Не любил Серый тянуть кота за хвост и сразу же приступил к делу. Рассказал о том, что есть на свете человек, который женился, что называется, неудачно, ибо жена ему попалась неважнецкая – простая баба, учительница с грошовым заработком, когда ему нужно совершенно другое: дочка миллионера, например. Работать этому человеку глубоко противно, и грозит ему голодная смерть. К тому же он того и гляди отцом станет, а это уже совсем меняет дело.      -

Разумеется, он объяснил Тростовскому, что человек этот не такая уж бестолочь, чтобы ничего в жизни не умел.
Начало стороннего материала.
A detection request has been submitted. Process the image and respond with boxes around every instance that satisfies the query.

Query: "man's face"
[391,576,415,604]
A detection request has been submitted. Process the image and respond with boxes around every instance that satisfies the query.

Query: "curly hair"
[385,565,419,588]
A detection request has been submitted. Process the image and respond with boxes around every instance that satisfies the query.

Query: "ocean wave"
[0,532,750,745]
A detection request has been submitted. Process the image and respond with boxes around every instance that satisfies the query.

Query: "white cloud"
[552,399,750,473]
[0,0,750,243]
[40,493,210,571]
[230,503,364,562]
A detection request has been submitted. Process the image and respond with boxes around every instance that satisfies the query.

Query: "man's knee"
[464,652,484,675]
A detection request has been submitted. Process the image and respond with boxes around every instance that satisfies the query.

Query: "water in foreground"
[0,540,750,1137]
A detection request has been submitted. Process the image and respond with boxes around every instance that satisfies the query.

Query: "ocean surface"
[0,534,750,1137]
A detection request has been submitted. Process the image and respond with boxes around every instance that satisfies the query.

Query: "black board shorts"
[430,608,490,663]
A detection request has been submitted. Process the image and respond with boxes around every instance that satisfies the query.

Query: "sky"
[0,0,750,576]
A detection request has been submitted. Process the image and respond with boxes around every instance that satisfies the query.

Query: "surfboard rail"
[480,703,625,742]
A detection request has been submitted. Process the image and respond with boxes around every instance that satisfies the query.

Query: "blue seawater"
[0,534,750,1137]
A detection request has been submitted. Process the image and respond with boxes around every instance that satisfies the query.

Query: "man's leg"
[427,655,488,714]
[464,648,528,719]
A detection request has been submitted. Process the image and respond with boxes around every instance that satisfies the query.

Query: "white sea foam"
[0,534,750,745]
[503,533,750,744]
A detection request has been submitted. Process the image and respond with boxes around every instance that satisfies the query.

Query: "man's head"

Воровал когда-то как бог и в тюрьмах сидел не хуже других. Но теперь ему это надоело и он не знает, куда податься. Одним словом, закончил Серый, парень – первый сорт.

– Да уж видно, – согласился Тростовский, – ему только рогов не хватает...

Дальше Серый продолжал в таком плане: мол, нельзя ли его как– нибудь пристроить к легкой работенке, например, мешки таскать, ну, уговорить, конечно. А затем заговорили о футболе.

Тут и Мистер пожаловал с маленькой, годков десяти, девочкой. Мистер тут же поспешил к своей миске. Затем приготовили кофе с бутербродами. Соседская девчонка бесстрашно шлепнула Мистера, мешавшего ей пройти, и ушла домой, чтобы не сердить маму.

– А ты... молодец, – похвалил Серого Тростовский. – Сильный должен помогать слабому, иначе зачем ему сила?

Черт возьми, Серому приятно было чувствовать свое духовное превосходство. Чем больше Тростовский говорил на эту тему, тем сильнее росло в Сером самоуважение. Он это прямо физически ощущал.

И Тростовский все продолжал.

– Если ты хороший друг, – говорил он, – старайся передать ему лучшее, что у тебя есть. И, уважая тебя, он в чем-то станет на тебя похож. Ты человечный – и он таким станет. Недаром говорят: «Скажи мне, кто твой друг, и я скажу – кто ты». Нет, конечно, идеальных людей, но успокаивать себя этим – проявление слабости. Человек говорит: «Если бы люди были безгрешны, они были бы не люди, а боги». Человек пытается оправдать свою слабость, соглашается с ней...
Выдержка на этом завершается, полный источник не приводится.